Gott hält an seinen Geboten fest, er lässt sie nicht zertrümmert im Staube liegen. Er lässt Mose die Gebote noch einmal aufschreiben. Gott sagt zu sich nicht: „Das Volk ist sowieso nicht in der Lage, diese Gebote zu halten, also gebe ich ihm leichtere Gebote oder gar keine.“ Nein, Gottes Gebote sind zwar zertrümmert worden, aber sie gelten weiter, weil sie gut sind und weil sie Wegweiser zu einem wirklich guten Leben sind. Die 10 Gebote führen zu einem guten Leben. Ohne die Beachtung der 10 Gebote führen wir Menschen ein schlechtes Leben. Deshalb gelten ja die 10 Gebote, weil unser Leben als Gesellschaft nur dann gut sein kann, wenn wir die 10 Gebote beachten, dann, wenn wir nicht töten, nicht stehlen, den Feiertag achten, usw. Gottes Gebote gelten, weil sie gut sind, auch wenn die Israeliten damals und wir heute gegen sie verstoßen.
Was ist aber mit den Israeliten und uns, die wir immer wieder Gottes Gebote missachten. Das Volk Israel hat mit dem „Goldenen Kalb“ gegen Gottes Gebote verstoßen, verstößt Gott nun auch das Volk?
2. Gott lässt die Übertretung nicht ungestraft!
Gott übersieht nicht die schlechte Tat der Israeliten, ihren Tanz um das Goldene Kalb. Und Gott übersieht auch nicht einfach unsere schlechten Taten. Denn es ist für Gott nicht einfach egal, was ich tue oder lasse. Gottes Gebote gelten. Wenn ich mir mein „Goldenes Kalb“ errichte, wenn ich mein Herz an Dinge hänge, die den Platz Gottes nicht verdient haben, weil sie dies nicht wert sind, dann kann dies Gott nicht recht sein. Deshalb kann das Schlechte, unsere „Goldenen Kälber“, vor den Augen Gottes nicht bestehen bleiben. Gott muss darüber richten. Die Schuld kann er nicht einfach übersehen. Dies gilt für das Volk Israel damals wie für uns heute: „Ungestraft lässt er niemand“, sagt Gott zu Mose am Sinai. Die Übertretung seiner Gebote muss Gott ernst nehmen und strafen.
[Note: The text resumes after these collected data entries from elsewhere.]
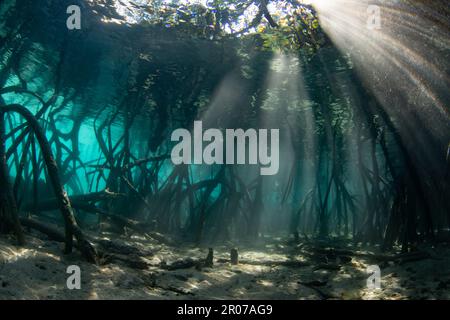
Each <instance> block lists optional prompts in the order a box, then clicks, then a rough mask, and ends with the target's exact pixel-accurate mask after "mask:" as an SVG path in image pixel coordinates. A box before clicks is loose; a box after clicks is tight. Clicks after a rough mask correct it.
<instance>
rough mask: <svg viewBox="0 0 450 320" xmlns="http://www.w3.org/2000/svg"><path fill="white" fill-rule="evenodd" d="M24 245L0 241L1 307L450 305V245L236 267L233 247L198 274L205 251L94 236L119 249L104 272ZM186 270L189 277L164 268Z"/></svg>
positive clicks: (177, 245) (214, 257) (116, 248)
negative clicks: (332, 303) (72, 285)
mask: <svg viewBox="0 0 450 320" xmlns="http://www.w3.org/2000/svg"><path fill="white" fill-rule="evenodd" d="M26 239H27V244H26V245H25V246H23V247H18V246H15V245H14V241H13V239H11V238H8V237H6V236H1V237H0V299H450V249H449V248H448V245H446V246H444V245H436V246H428V247H424V248H420V250H421V252H422V253H425V256H424V257H421V256H420V255H419V258H418V259H414V257H413V259H411V261H408V259H397V258H392V259H389V258H386V257H385V256H386V255H385V256H382V255H381V254H377V253H376V252H377V249H376V248H373V250H369V249H367V247H363V246H354V245H351V246H350V245H349V244H346V243H344V244H339V247H336V245H334V246H333V247H332V248H331V247H329V246H328V245H327V244H326V243H322V244H321V245H320V246H319V247H318V246H317V244H316V243H314V242H309V241H308V242H301V243H296V244H293V243H288V242H287V241H286V240H283V239H279V238H270V239H266V240H264V241H261V243H259V244H258V245H257V246H252V247H250V246H249V247H247V248H246V247H245V246H242V245H241V246H236V247H237V248H238V250H239V259H240V261H241V263H239V264H238V265H231V264H230V262H229V260H228V259H229V248H230V246H231V244H226V245H223V246H215V247H214V266H213V267H212V268H205V267H203V268H198V267H196V266H189V262H192V261H194V262H195V263H197V262H196V261H202V260H203V259H204V258H205V257H206V255H207V253H208V248H207V247H206V246H205V247H202V248H199V247H196V246H193V245H190V246H188V245H185V246H179V245H173V244H167V242H166V241H162V242H161V241H158V240H156V239H155V238H154V237H150V236H131V237H130V236H128V237H121V236H117V235H111V234H101V235H100V236H99V235H97V236H95V239H94V242H95V241H101V242H102V243H106V244H109V246H110V247H111V245H112V248H116V249H117V248H119V250H118V251H117V250H116V251H115V252H116V258H117V259H114V260H113V262H110V263H107V264H104V265H98V266H97V265H93V264H90V263H87V262H85V261H84V260H83V259H82V258H81V256H80V255H79V253H78V252H74V253H71V254H68V255H64V254H63V253H62V251H63V250H62V249H63V246H62V244H61V243H58V242H54V241H50V240H48V239H47V238H46V237H45V236H43V235H40V234H38V233H32V234H30V233H28V234H27V238H26ZM111 239H112V240H111ZM159 240H161V239H159ZM169 243H170V242H169ZM331 243H333V242H331ZM318 248H319V249H318ZM336 248H338V249H336ZM336 250H337V251H336ZM339 250H343V251H339ZM120 251H123V252H122V253H117V252H120ZM317 251H319V252H317ZM342 252H343V253H342ZM341 253H342V254H341ZM388 257H389V256H388ZM392 257H398V256H394V255H392ZM127 260H133V261H140V262H142V264H143V265H144V267H142V266H139V267H138V268H136V267H135V266H134V265H130V264H129V263H127ZM186 261H187V262H188V263H187V266H186V268H182V269H176V268H168V267H167V266H177V265H179V266H183V265H184V264H186ZM286 261H288V263H285V262H286ZM289 262H293V263H292V264H289ZM199 263H200V262H199ZM374 264H377V265H379V266H380V269H381V289H370V288H368V287H367V284H366V282H367V278H368V276H369V275H368V274H367V273H366V268H367V266H368V265H374ZM69 265H78V266H79V267H80V269H81V289H79V290H77V289H75V290H69V289H68V288H67V286H66V279H67V277H68V276H69V274H67V273H66V269H67V267H68V266H69ZM172 269H175V270H172Z"/></svg>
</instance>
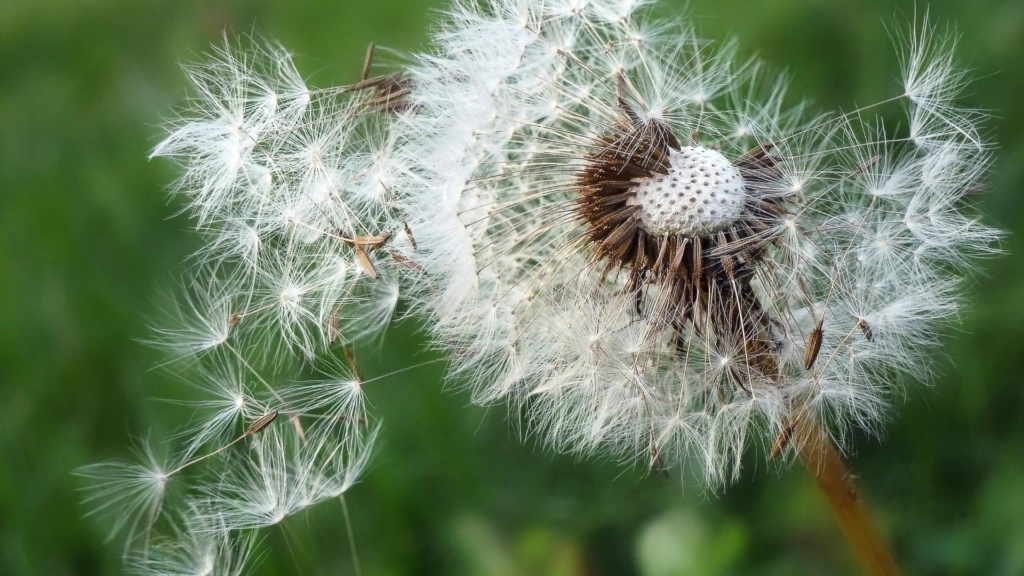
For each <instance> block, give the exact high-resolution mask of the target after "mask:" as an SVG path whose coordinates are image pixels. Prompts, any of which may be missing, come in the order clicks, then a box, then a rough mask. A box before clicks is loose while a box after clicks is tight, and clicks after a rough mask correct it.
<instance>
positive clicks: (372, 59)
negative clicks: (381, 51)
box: [361, 42, 377, 82]
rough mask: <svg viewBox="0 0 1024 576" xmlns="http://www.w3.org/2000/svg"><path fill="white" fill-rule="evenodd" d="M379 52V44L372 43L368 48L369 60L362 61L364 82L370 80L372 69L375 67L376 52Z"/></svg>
mask: <svg viewBox="0 0 1024 576" xmlns="http://www.w3.org/2000/svg"><path fill="white" fill-rule="evenodd" d="M376 51H377V43H376V42H371V43H370V46H369V47H367V59H365V60H362V77H361V80H362V82H366V81H367V80H369V79H370V69H372V68H373V67H374V52H376Z"/></svg>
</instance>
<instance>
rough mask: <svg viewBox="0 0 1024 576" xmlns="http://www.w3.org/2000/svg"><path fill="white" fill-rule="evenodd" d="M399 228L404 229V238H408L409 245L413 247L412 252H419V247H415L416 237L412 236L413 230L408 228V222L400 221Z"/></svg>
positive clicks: (405, 221)
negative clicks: (406, 236) (399, 225)
mask: <svg viewBox="0 0 1024 576" xmlns="http://www.w3.org/2000/svg"><path fill="white" fill-rule="evenodd" d="M401 227H402V228H403V229H406V236H408V237H409V243H410V244H412V245H413V250H419V249H420V248H419V246H417V245H416V237H415V236H413V229H411V228H409V222H408V221H406V220H401Z"/></svg>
Aber die Strafe ist für Gott nicht das Letzte und Entscheidende. Wir sind für Gott mehr als die Summe unserer Taten, schon gar nicht unserer schlechten. Wir sind für ihn mehr als die „Goldenen Kälber“, die wir errichten. Gott will uns nicht vernichten, sondern er will bei uns sein, trotz unserer „Goldenen Kälber“. Gott bleibt bei uns und vergibt uns, weil er barmherzig ist. Dies ist das Entscheidende: Gott hält am Volk Israel und an uns fest, weil er in seinem Wesen barmherzig und gnädig ist. Das ist die dritte und wichtigste Antwort auf die Frage: Wie verhält sich Gott gegenüber der Missachtung seiner Gebote, damals und heute?
3. Gott ist barmherzig und gnädig, weil dies seinem Wesen entspricht!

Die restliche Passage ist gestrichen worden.